Hi Dave. We’re using our own custom LMS and then using the WISTIA API to add extra features such as downloads.
One thing to think about in your Drupal-specific situation … it might be worth creating a field where you just enter the video ID #. I would try and control the height, width and other elements of the embed code from one central location.
That will make it much easier to update than if you have 1000 embed codes in different HTML text fields.

Dave Bruns
Dave Bruns
10 years ago
Reply to  steve

Yes, that was my original thought, since you then have the full power of Drupal to work with.
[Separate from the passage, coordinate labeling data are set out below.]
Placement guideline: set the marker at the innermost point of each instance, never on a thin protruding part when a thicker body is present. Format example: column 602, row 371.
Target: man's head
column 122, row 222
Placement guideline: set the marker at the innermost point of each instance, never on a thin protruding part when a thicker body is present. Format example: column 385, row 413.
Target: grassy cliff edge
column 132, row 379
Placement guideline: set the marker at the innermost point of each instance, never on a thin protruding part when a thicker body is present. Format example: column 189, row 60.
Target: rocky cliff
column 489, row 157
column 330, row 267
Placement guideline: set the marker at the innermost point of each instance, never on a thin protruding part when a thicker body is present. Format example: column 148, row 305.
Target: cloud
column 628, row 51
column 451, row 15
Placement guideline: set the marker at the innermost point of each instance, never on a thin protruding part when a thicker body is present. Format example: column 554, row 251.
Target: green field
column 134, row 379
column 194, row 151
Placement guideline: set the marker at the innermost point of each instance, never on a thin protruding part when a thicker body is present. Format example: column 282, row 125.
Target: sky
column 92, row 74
However, I’m not sure exactly what field formatter to use (maybe Video Embed Field with a custom hook?) I know they support oembed as well, so I had wondered about that as well ([url=https://drupal.org/project/oembed)]https://drupal.org/project/…[/url]. Any thoughts?
It’s interesting that Wistia actually emphasizes managing video configuration on the Wistia platform itself as a feature ([url=http://wistia.com/blog/introducing-customize)]http://wistia.com/blog/intr…[/url]. It’s cool, and nicely implemented, but if you use something like Drupal, you naturally think in terms of fields, field formatters, and even context.

Anil
Anil
9 years ago

Hi,
I trying to implment a video upload directly to Wsitia account, using our Drupal 6 cck file field.
I do not want to any manual work as like get embed code and paste in textbox.
I got a doc of upload API [url=http://wistia.com/doc/upload-api]http://wistia.com/doc/uploa…[/url] but how to integrate this in drupal.

Can any one help me, how to imlement this upload API.